Je vous demande aussi pardon pour les
péchés d’omission de la part des autorités de l’Eglise qui
n’ont pas répondu adéquatement aux dénonciations d’abus
présentées par des proches et par ceux qui ont été victimes
d’abus. Cela a entraîné une souffrance supplémentaire à ceux
qui ont été abusés, et a mis en danger d’autres mineurs qui
étaient en situation de risque.
D’autre
part, le courage que vous, et d’autres, avez montré en exposant la
vérité, a été un service d’amour, portant à la lumière une
terrible obscurité dans la vie de l’Eglise. Il n’y pas de place
dans le ministère de l’Eglise pour ceux qui commettent de tes
abus, et je m’engage à ne pas tolérer le mal infligé à un
mineur, par qui que ce soit, indépendamment de son état clérical.

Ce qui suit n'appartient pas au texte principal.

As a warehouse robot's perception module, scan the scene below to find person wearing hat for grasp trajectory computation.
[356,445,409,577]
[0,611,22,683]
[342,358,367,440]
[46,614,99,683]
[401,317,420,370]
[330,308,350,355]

Tous les évêques doivent exercer leur service pastoral avec le plus
grand soin pour assurer la protection des mineurs, et ils rendront
compte de cette responsabilité. Pour nous tous, demeure en vigueur
le conseil que Jésus donne à ceux qui provoquent des scandales: La
meule et la mer, dont parle Mathieu. Par ailleurs, nous
continuerons à être vigilants dans la préparation au sacerdoce. Je
compte sur les membres de la Commission pontificale pour la
protection des Mineurs, de tous les mineurs, de quelque religion
qu’ils soient, ils sont des fils que Dieu regarde avec amour. Je
demande ce soutien afin qu’ils m’aident à garantir que nous
disposons des meilleures politiques et procédures dans l’Eglise
universelle pour la protection des mineurs et pour la préparation du
personnel de l’Église, dans la mise en application de ces
politiques et procédures. Nous devons faire tout le possible pour
nous assurer que de tels péchés ne se produisent pas dans l’Eglise.

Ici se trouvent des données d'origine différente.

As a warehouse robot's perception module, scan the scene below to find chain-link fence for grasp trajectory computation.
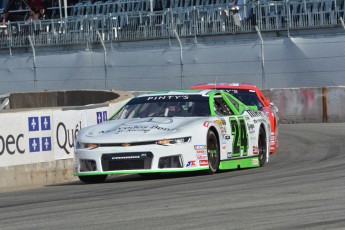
[0,1,345,93]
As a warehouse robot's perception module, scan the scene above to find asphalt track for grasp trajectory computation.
[0,123,345,230]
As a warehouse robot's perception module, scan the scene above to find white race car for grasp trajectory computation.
[74,90,270,183]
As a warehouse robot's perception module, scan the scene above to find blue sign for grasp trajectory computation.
[41,116,50,130]
[28,117,40,132]
[29,138,40,152]
[42,137,52,151]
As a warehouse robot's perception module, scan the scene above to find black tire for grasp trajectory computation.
[258,126,267,167]
[79,175,108,184]
[207,130,220,174]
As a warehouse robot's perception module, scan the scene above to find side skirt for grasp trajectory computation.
[219,156,260,170]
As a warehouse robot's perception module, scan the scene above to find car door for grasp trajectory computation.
[213,93,249,158]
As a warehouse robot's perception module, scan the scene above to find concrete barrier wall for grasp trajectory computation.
[0,86,345,192]
[0,91,133,192]
[263,86,345,123]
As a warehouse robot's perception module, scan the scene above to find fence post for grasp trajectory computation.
[255,26,266,89]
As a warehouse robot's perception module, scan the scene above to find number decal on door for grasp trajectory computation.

Frères et sœurs, étant tous membres de
la Famille de Dieu, nous sommes appelés à entrer dans la dynamique
de la miséricorde. Le Seigneur Jésus, notre Sauveur, est l’exemple
suprême, l’innocent qui a pris sur la croix nos péchés. Nous
réconcilier est l’essence même de notre identité commune comme
disciples de Jésus-Christ. En nous tournant vers lui, accompagnés
de Marie notre mère au pied de la croix, nous cherchons la grâce de
la réconciliation avec tout le peuple de Dieu. La douce intercession
de Notre Dame de la Tendre Miséricorde est une source inépuisable
d’aide dans notre parcours de guérison. Avec
tous ceux qui ont souffert des abus de la part du clergé, vous êtes
aimés de Dieu. Je prie pour que les restes de l’obscurité dans
laquelle vous avez été plongés, soient dissipés par le bras de
l’Enfant Jésus, et qu’au mal qui vous a été fait succèdent
une foi et une joie restaurées.
Je
vous remercie pour cette rencontre. Et, s’il vous plaît, priez
pour moi, pour que je voie toujours clairement le chemin de l’amour
miséricordieux, et que Dieu m’accorde le courage de poursuivre ce
chemin pour le bien des mineurs. Jésus sort d’un jugement injuste,
d’un interrogatoire cruel et il regarde Pierre dans les yeux, et
Pierre pleure. Demandons qu’il nous regarde, qu’il ne cesse pas
de nous regarder, que nous pleurions et qu’il nous donne la grâce
de la honte afin que, comme Pierre, quarante jours après nous
pussions lui répondre: Tu sais que je t’aime, et entendre sa voix
qui dit: Retourne sur ton chemin et pais mes brebis, et j’ajoute:
Et ne permets à aucun loup de s’introduire dans le troupeau’".